Патер Флориан усмехнулся.
— Только один путь. Попытайся загладить свой грех службой во имя того, перед кем ты тяжко провинился.
Ярда понял, и ему стало чуть легче.
— Но я не верю в бога, — начал он довольно уверенно, в его глазах мелькнула искорка дерзости, которая входила в его душу через ту же дверь, через которую улетучивался страх.
Женщина напротив время от времени подымала глаза от журнала мод и гадала, чего она может ожидать от двадцатитрехлетнего визави, однако ей, к удивлению, никак не удавалось установить с ним контакт. Мальчишка смотрел мимо, как будто сквозь нее.
— Я сижу с тобой не для того, чтобы дискутировать, — патер резко звякнул чашкой по блюдцу. — Пойми. Полиция держит в руках двух преступников. Этим двоим уже не выкарабкаться. У них нет причин быть рыцарями по отношению к тебе, да они и не знают этого чувства. Не пройдет и нескольких часов, как за тобой придут снова. На этот раз тебя не спасет ничто!
Ярда облизнул сухие губы. Тон, которым патер говорил, не оставлял никаких надежд.
Святой отец посмотрел на свои ручные часы.

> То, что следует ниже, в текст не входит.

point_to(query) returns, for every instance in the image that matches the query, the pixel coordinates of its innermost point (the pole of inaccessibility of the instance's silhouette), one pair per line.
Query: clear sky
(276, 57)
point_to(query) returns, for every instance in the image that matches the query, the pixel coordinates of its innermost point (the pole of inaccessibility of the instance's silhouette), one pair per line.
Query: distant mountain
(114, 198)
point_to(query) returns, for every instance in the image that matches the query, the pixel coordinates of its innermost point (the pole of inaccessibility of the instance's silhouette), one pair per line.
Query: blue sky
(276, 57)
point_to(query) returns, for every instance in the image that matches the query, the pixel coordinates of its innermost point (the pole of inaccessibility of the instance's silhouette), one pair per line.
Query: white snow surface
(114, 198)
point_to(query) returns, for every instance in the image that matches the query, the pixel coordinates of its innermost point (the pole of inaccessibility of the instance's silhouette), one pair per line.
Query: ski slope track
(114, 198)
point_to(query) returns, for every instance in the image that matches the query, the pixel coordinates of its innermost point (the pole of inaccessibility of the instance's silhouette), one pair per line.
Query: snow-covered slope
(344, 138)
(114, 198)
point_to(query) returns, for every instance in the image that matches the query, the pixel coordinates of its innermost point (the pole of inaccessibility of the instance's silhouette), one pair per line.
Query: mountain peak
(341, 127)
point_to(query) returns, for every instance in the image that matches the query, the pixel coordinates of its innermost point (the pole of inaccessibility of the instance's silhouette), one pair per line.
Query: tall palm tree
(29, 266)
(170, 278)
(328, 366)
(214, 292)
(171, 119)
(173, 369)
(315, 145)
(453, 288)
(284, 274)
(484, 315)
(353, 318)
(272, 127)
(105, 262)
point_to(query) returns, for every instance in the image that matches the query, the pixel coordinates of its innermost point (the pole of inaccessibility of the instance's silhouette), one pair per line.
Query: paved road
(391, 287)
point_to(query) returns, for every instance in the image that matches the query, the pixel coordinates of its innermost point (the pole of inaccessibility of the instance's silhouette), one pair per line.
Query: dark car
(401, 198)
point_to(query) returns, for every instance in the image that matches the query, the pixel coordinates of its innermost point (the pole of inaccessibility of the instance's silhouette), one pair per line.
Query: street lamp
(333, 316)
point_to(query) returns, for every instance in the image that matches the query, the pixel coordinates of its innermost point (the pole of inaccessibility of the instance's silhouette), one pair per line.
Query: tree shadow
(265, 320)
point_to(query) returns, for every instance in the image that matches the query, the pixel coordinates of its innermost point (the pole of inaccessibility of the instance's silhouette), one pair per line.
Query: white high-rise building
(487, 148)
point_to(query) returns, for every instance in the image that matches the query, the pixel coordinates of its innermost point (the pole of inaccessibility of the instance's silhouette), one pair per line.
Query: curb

— Выбирай побыстрее: Ватикан или Си-Ай-Си.
Ярда несколько мгновений тому назад начал догадываться, о чем речь, но категоричность, с которой были произнесены последние слова, ошарашила его. У него даже дух захватило. Он лихорадочно старался сосредоточиться и злился, что в такой решающий момент его отвлекает фиолетовая шляпка. «Вы тут меня соблазняете, милостивая государыня, вам только и забот, что о постели, а дело идет о моей голове». Это наверняка вдова какого-нибудь эсэсовца. Теперешняя Германия кишит такими жадными до жизни отцветающими бабами.
Нет, ничего другого не придумаешь. Он загнан в угол, дурак. Из него могут сделать мальчика для битья. Руки на решетке тюремного оконца, как у обезьяны в клетке зоопарка, круглый каравайчик хлеба на полке, неутихающий рык воды в унитазах — отвратительный звук, во много раз усиливающийся резонансом огромной коробки здания. Опухший глаз в центре огромного синего кровоподтека, прикушенный при ударе в челюсть язык. Вот и весь выбор. Правда, патер немного хватил через край: столько лет, может, и не дали бы, но лет восемь закатят как пить дать. Ведь епископ — это не какой-нибудь тряпичник. Чертовское невезение! Сколько было на кладбище могил обыкновенных покойников и только одна епископа! Но с другой стороны… Шестьсот марок в месяц, два костюма на год, из них один — сшитый на заказ. Только сумасшедший мог бы еще раздумывать.
Фиолетовая шляпка откинулась назад, пунцовые губы выпустили длинную струю дыма, порочные глаза долго, вприщур, с вызовом смотрят в глаза Ярды. Такие многообещающие взгляды женщин совратят с пути истинного даже святого! И вдруг Ярда поистине с юмором висельника ухмыльнулся — что же, в конце концов в такой жуткой ситуации разве это не счастье? Еще несколько дней тому назад он был тягловой скотиной у Рюккерта, еще два часа тому назад он был на краю пропасти, а сейчас он стоит перед началом новой, неожиданной карьеры!
Разве можно позабыть две беззаботные недели в Мюнхене, деньги, роскошную жратву, девок и самое настоящее виски?
Только на секунду у него сверкнула мысль: почему, собственно говоря, в тот раз они две недели подряд отвергали предложения их симпатичного друга? Тогда было что-то, запрещавшее ему согласиться, что-то, дававшее ему чувство моральной победы, когда наконец он садился в поезд, повезший их в Нюрнберг. Где сегодня это «что-то»?